The number of people who said they’ve never used the method to purchase crypto fell to 63.85 percent. Among users, more than 20 percent said they paid the debt off right away, while almost 11 percent said they’re carrying a balance and “paying it off incrementally.”

Slightly more than 4 percent stated they’re relying on a promotional 0 percent APR to finance their bags. 

Among all 1,500+ respondents, 41.15 percent stated they had neither purchased any crypto nor had they considered doing so.

Among those who had, however, 54.25 percent said they had traded their funds for Bitcoin, 29.91 percent for Ethereum, and 34.85 for the memecoin Dogecoin.

Sentiments expressed in the survey appear to reflect the risk taken on by speculators. Among all respondents, only 51.33 percent stated they still felt cryptocurrency is a “good investment opportunity.”

That number jumped to 70.50 percent among those who borrowed money to pay for their bags, however. 

Self reported losses are notably scary, Debt Hammer stated, “Almost 5% of investors said they’ve lost $100,000 or more, while fewer than 1% say they’ve made that same amount.”

Overall, 59.91 percent of respondents admitted they’ve lost money, among which, 25.37 percent said they’d lost at least $1,000.

The most prominent reason reported by speculators for their gambling was that crypto prices fell sharply. 

It’s a notable development considering Bitcoin, which drives the entire digital currency market, fell to a low of approximately $17,750 in mid June, the first time in history the token has retraced below a previous cycle’s high.

In total, 40 percent gave either this reason or that they felt “cryptocurrency prices are historically low.”

As of time of writing, Bitcoin still trades above the high posted in its 2017 bubble cycle, however, after losing almost 30 percent during a one week fall from almost $30,000. 

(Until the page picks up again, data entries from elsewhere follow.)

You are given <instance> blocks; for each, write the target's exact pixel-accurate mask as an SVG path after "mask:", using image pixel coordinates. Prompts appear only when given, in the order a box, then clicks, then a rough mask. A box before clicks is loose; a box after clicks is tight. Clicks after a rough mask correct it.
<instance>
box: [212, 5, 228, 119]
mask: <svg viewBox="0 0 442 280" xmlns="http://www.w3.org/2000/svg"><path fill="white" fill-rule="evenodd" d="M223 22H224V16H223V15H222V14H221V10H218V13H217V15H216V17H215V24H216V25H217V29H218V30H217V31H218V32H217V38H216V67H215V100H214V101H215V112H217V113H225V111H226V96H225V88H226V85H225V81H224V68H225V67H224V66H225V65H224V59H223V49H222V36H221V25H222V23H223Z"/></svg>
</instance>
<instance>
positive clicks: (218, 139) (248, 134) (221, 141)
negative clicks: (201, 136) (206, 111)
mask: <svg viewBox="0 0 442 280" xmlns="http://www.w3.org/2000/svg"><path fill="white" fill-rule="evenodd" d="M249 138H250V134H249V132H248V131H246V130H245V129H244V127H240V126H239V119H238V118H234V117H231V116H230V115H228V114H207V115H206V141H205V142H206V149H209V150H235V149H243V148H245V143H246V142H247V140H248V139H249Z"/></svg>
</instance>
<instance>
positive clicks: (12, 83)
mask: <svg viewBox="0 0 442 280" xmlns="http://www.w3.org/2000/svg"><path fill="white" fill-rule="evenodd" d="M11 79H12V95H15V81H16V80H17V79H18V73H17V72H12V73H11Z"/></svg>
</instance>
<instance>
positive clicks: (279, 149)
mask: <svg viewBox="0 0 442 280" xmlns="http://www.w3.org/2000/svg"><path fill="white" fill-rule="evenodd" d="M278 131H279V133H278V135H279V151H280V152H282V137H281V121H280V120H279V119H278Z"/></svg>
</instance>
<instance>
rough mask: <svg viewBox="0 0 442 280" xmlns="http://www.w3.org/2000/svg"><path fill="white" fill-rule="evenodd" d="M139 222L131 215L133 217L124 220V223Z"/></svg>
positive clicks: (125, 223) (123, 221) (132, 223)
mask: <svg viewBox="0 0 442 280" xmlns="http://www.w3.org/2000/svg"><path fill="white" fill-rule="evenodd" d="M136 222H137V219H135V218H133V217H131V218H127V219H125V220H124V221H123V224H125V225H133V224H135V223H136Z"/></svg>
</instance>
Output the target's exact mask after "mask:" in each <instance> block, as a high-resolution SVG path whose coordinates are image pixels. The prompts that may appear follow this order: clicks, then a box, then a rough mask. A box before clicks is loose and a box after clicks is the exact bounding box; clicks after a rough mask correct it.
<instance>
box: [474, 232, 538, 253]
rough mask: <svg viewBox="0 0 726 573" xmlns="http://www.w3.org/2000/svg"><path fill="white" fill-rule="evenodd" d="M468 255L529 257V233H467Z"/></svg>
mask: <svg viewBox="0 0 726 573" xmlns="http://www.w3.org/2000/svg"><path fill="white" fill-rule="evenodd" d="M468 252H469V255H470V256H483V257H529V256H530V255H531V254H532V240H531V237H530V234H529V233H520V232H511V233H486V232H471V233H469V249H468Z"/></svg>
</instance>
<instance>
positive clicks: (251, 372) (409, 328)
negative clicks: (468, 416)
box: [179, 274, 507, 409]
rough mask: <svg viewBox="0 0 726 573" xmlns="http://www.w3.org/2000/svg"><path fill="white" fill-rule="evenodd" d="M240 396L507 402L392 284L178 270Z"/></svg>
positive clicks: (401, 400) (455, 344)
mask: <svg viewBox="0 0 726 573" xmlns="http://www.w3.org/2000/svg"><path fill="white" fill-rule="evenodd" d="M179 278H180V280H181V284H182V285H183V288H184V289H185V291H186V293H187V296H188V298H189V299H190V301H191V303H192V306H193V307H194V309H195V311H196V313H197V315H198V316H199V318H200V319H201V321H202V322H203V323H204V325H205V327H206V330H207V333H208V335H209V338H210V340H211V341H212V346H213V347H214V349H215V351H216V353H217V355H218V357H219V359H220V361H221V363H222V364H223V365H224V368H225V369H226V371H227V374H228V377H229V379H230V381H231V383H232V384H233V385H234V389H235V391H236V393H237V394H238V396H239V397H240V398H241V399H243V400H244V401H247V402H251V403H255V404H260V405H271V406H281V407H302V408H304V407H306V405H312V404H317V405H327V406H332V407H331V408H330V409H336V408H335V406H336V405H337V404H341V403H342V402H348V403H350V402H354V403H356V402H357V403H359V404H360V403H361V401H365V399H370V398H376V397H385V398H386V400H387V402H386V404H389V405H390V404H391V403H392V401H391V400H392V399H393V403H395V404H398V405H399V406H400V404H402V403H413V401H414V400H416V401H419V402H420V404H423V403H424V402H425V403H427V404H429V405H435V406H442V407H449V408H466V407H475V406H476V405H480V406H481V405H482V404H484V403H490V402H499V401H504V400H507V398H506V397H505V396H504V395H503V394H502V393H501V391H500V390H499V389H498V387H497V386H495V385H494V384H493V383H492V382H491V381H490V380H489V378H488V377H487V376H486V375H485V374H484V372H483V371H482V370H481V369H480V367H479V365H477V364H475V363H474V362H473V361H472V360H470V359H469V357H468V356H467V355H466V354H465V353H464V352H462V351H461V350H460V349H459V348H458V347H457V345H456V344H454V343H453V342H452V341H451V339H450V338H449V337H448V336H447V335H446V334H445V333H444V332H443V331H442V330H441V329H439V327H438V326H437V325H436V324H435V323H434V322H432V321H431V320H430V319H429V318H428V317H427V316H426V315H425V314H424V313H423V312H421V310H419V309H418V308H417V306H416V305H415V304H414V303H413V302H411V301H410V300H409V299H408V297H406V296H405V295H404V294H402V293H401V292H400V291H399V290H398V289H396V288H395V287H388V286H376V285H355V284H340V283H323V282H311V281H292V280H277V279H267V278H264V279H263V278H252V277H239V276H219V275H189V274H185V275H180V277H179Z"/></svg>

Bitcoin has thus far failed to show further signs of strength or a willingness to recover to previous prices.

Nonetheless, data from blockchain analysis firm Glassnode shortly after the price crash showed that 13,000 new wallets containing at least 1.0 BTC had appeared, showing a large number of people still believed the token was worth as much as a vehicle even as a number of multi-billion dollar scandals hit the scene.

Trap door

Ordinary people have consistently taken the worst of their endeavors to get rich quick.

In April, a study published by the London Business School that utilized a unique reporting feature to track options trading data used by retail stock market speculators on gamified trading apps such as Robinhood revealed that ordinary people lost more than $5 billion USD, and all in the middle of the greatest bull run in stock market history.

Meanwhile, data released by the American Gaming Association in May revealed that U.S. gambling houses had their best first quarter in history in Q1 2022, taking more than $14 billion in revenue out of the pockets of gamblers.

The majority of the gains were from casino-based slots table games as Coronavirus Disease 2019 lockdown measures eased, in addition to all time highs in sports betting and iGaming.

And the news does not get better. Data posted in December of 2021 by analytics firm Chainalysis revealed that speculators had lost more than $8 billion to digital currency scams and hacks in 2021 alone.

In 2019, users lost $10 billion to scams and hacks.